Valence
April 1943. Valence—St. Peray—Cévennes.

La représentante de l'OSE nous conduisit à un arrêt de bus d'où un autocar brinquebalant nous emporta en direction du Pont du Rhône. Arrivés sur l'autre rive, devant St.Peray, des jeunes armés, en uniformes noirs—de ces miliciens tant haïs sans doute—vinrent à bord du bus et demandèrent à vérifier les papiers d'identité.

Le sort ou, plus que probablement, les expériences précédentes de notre accompagnatrice—voulut que nous cinq fussions assis tout au fond de l'autocar.
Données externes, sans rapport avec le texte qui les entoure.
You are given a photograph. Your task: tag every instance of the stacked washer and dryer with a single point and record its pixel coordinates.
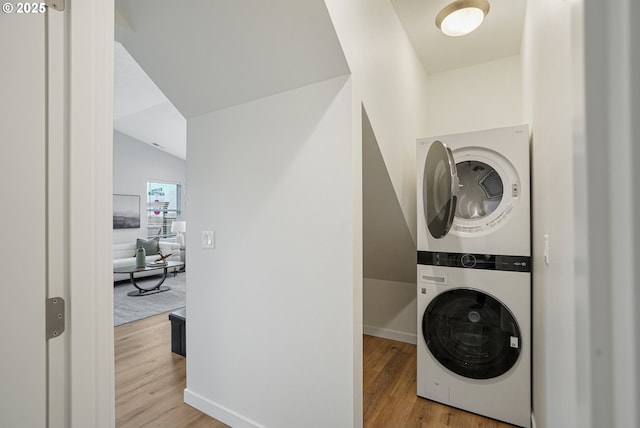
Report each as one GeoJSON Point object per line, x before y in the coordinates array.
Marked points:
{"type": "Point", "coordinates": [474, 272]}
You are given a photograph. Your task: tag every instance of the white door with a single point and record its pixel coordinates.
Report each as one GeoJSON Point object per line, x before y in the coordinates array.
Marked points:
{"type": "Point", "coordinates": [24, 214]}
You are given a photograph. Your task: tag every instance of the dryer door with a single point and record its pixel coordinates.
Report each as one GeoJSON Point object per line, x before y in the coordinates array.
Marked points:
{"type": "Point", "coordinates": [471, 333]}
{"type": "Point", "coordinates": [440, 187]}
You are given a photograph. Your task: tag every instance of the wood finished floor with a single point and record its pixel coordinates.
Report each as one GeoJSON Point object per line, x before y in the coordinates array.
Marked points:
{"type": "Point", "coordinates": [150, 381]}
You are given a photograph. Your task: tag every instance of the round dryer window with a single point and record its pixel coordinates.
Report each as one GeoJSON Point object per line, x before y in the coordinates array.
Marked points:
{"type": "Point", "coordinates": [489, 188]}
{"type": "Point", "coordinates": [471, 333]}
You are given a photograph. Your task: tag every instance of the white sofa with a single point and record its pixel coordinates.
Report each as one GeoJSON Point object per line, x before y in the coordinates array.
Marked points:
{"type": "Point", "coordinates": [125, 255]}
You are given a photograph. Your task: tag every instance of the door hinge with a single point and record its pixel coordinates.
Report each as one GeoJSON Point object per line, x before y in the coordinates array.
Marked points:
{"type": "Point", "coordinates": [55, 4]}
{"type": "Point", "coordinates": [55, 317]}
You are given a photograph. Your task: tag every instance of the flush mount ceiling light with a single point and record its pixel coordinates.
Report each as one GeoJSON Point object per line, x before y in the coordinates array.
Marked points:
{"type": "Point", "coordinates": [462, 17]}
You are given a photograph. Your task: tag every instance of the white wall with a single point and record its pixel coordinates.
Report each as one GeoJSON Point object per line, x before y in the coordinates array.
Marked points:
{"type": "Point", "coordinates": [548, 91]}
{"type": "Point", "coordinates": [271, 308]}
{"type": "Point", "coordinates": [391, 83]}
{"type": "Point", "coordinates": [135, 163]}
{"type": "Point", "coordinates": [482, 96]}
{"type": "Point", "coordinates": [390, 309]}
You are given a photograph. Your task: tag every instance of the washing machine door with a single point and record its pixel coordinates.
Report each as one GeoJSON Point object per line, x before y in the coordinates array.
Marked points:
{"type": "Point", "coordinates": [471, 333]}
{"type": "Point", "coordinates": [440, 187]}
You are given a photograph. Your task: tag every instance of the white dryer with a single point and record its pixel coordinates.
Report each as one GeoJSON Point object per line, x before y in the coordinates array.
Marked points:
{"type": "Point", "coordinates": [474, 344]}
{"type": "Point", "coordinates": [474, 272]}
{"type": "Point", "coordinates": [473, 192]}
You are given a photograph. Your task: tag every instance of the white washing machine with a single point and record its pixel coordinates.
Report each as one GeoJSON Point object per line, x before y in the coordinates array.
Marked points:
{"type": "Point", "coordinates": [474, 344]}
{"type": "Point", "coordinates": [474, 272]}
{"type": "Point", "coordinates": [473, 192]}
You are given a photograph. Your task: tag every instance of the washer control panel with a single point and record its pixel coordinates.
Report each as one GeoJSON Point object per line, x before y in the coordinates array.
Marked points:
{"type": "Point", "coordinates": [475, 261]}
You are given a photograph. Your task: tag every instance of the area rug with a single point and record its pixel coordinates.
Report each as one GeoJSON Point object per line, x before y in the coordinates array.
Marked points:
{"type": "Point", "coordinates": [127, 308]}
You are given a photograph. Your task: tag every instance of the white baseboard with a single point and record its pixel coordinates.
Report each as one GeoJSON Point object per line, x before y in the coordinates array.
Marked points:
{"type": "Point", "coordinates": [385, 333]}
{"type": "Point", "coordinates": [218, 412]}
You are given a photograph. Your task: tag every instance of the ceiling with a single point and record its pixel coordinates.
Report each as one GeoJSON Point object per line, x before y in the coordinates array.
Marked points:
{"type": "Point", "coordinates": [499, 36]}
{"type": "Point", "coordinates": [218, 55]}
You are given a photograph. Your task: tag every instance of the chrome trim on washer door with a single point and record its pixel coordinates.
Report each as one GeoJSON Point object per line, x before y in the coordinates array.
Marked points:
{"type": "Point", "coordinates": [440, 189]}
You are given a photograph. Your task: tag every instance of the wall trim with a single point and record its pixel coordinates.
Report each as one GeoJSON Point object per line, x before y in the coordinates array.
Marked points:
{"type": "Point", "coordinates": [218, 411]}
{"type": "Point", "coordinates": [386, 333]}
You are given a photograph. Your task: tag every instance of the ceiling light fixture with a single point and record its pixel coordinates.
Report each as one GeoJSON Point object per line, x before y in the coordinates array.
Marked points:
{"type": "Point", "coordinates": [462, 17]}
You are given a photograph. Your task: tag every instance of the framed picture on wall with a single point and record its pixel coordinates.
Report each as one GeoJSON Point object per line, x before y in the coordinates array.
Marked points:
{"type": "Point", "coordinates": [126, 211]}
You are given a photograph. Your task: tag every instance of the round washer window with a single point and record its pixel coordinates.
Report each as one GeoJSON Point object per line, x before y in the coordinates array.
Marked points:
{"type": "Point", "coordinates": [480, 190]}
{"type": "Point", "coordinates": [471, 333]}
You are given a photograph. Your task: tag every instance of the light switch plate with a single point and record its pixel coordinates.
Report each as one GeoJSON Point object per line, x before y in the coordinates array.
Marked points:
{"type": "Point", "coordinates": [208, 239]}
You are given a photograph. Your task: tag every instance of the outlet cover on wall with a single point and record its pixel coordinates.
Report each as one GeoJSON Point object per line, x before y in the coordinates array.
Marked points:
{"type": "Point", "coordinates": [208, 239]}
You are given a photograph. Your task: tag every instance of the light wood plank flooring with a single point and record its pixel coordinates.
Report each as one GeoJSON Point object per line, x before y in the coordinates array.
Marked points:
{"type": "Point", "coordinates": [389, 392]}
{"type": "Point", "coordinates": [150, 380]}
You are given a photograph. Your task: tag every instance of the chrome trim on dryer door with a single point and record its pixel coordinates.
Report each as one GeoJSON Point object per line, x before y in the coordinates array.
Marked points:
{"type": "Point", "coordinates": [440, 189]}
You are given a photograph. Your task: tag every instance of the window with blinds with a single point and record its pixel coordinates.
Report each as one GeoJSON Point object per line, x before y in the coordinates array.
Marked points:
{"type": "Point", "coordinates": [163, 208]}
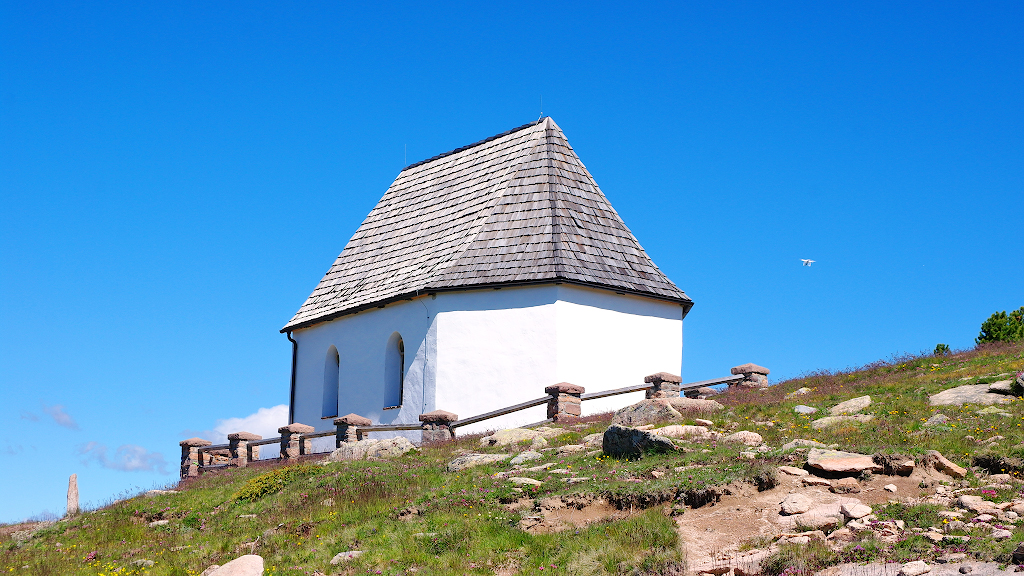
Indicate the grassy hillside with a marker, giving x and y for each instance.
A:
(299, 517)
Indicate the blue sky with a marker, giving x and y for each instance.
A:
(176, 178)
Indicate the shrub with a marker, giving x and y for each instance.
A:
(1001, 327)
(270, 483)
(794, 560)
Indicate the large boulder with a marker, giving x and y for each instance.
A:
(372, 449)
(851, 406)
(744, 437)
(938, 461)
(841, 462)
(656, 410)
(514, 436)
(686, 432)
(796, 504)
(470, 460)
(829, 421)
(971, 394)
(624, 442)
(249, 565)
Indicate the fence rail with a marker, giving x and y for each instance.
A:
(562, 401)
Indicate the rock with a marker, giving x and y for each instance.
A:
(796, 504)
(842, 462)
(470, 460)
(371, 449)
(971, 394)
(646, 412)
(828, 421)
(630, 443)
(519, 481)
(685, 432)
(345, 557)
(525, 457)
(749, 368)
(842, 535)
(993, 411)
(894, 464)
(939, 462)
(851, 406)
(155, 493)
(1001, 386)
(408, 513)
(801, 443)
(816, 518)
(662, 409)
(510, 436)
(974, 503)
(744, 437)
(846, 486)
(915, 568)
(1018, 556)
(249, 565)
(855, 511)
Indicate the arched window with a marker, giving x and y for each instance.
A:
(394, 371)
(332, 369)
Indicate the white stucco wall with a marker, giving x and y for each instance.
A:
(477, 351)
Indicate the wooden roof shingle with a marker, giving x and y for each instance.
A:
(518, 207)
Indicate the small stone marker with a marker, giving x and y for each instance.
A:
(73, 495)
(915, 568)
(345, 557)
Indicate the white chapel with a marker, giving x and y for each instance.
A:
(480, 277)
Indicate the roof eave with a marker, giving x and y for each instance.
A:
(684, 301)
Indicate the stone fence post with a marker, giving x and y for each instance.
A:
(189, 455)
(564, 405)
(240, 451)
(291, 445)
(666, 385)
(754, 376)
(435, 426)
(348, 428)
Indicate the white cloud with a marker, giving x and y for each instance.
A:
(127, 457)
(264, 421)
(60, 417)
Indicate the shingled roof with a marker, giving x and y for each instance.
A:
(516, 208)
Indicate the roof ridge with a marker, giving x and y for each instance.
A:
(476, 144)
(499, 193)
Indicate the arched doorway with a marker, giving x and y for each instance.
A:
(332, 369)
(394, 371)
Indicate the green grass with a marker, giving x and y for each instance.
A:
(305, 513)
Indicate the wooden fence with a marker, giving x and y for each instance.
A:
(563, 403)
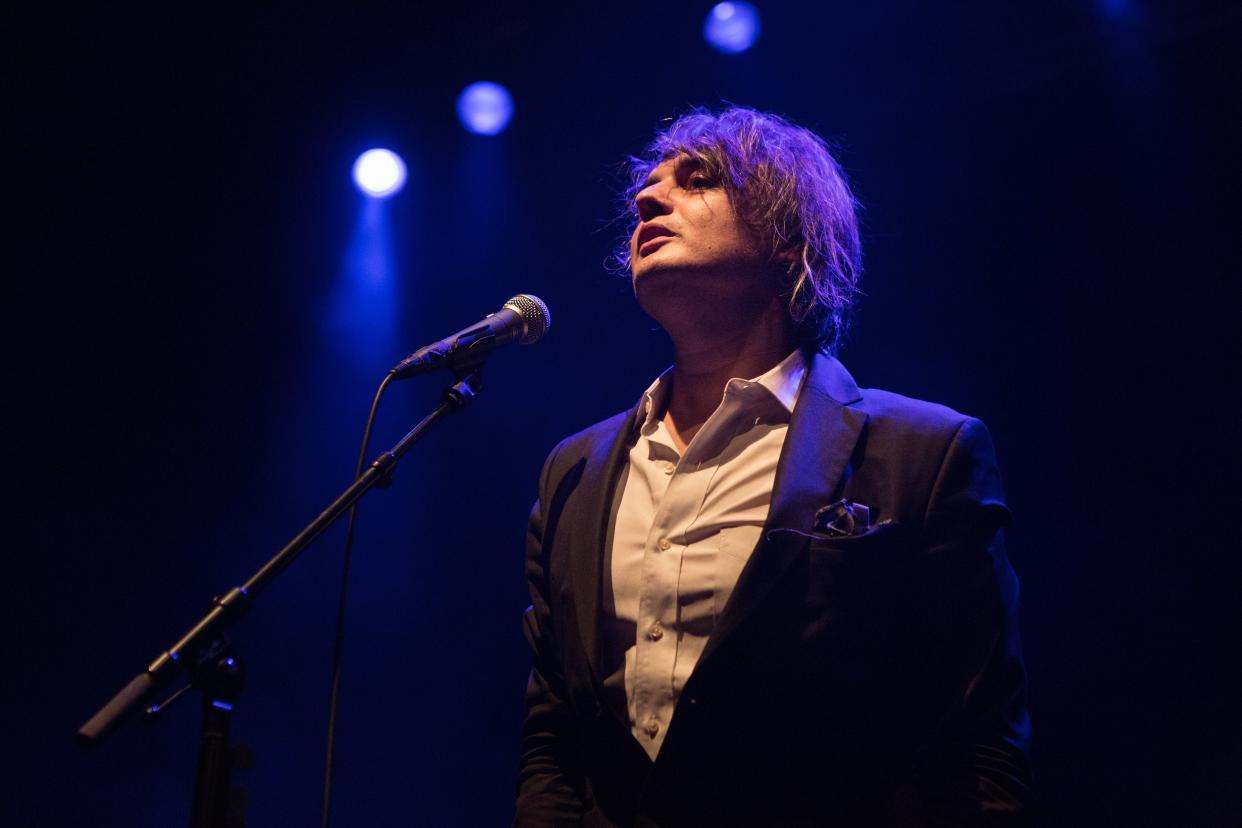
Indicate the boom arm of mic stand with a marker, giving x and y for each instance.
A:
(227, 608)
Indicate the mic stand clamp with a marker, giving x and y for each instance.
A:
(215, 667)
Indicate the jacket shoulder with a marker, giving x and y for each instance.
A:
(915, 417)
(583, 443)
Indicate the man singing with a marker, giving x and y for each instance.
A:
(765, 596)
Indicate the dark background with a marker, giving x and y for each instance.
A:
(1052, 236)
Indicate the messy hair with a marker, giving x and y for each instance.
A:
(786, 186)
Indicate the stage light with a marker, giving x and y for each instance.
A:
(485, 108)
(732, 27)
(379, 173)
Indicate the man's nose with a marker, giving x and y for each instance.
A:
(652, 201)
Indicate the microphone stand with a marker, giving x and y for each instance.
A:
(214, 667)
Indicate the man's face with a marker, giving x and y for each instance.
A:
(691, 253)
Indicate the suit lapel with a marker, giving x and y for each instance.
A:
(599, 483)
(810, 473)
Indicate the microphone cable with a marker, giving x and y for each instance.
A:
(339, 646)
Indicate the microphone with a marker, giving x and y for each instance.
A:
(523, 319)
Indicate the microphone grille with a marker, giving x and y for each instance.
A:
(534, 313)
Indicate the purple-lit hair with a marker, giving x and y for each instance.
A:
(786, 186)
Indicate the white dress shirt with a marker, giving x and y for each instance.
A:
(683, 528)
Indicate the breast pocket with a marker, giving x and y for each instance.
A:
(858, 586)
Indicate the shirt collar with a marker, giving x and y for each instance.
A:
(783, 381)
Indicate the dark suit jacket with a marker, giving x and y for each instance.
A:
(871, 679)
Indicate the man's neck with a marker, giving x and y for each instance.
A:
(702, 365)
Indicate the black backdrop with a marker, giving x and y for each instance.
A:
(1051, 230)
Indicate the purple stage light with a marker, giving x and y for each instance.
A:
(379, 173)
(732, 27)
(485, 108)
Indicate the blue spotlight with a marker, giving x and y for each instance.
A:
(732, 27)
(379, 173)
(485, 108)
Un des jeunes gars alla jusqu'à moitié du bus où sa paresse l'emporta sur son zèle; il fit demi-tour et s'en alla.

L'autocar se mit en branle et partit en branquebalant en direction des monts des Cévennes, pays de chèvres, de châtaignes et de maquis—pays sauvage que les Allemands et la Gestapo française, la Milice, visitaient à contre-coeur et aussi rarement que possible.

Il semblerait que, finalement, les deux frères Mauricet, pourchassés comme des proies par des voyoux de basse besogne, pour la simple raison que, innocemment, ils respiraient l'air du temps, l'air de la planète Terre, fussent à l'abri de leurs poursuivants.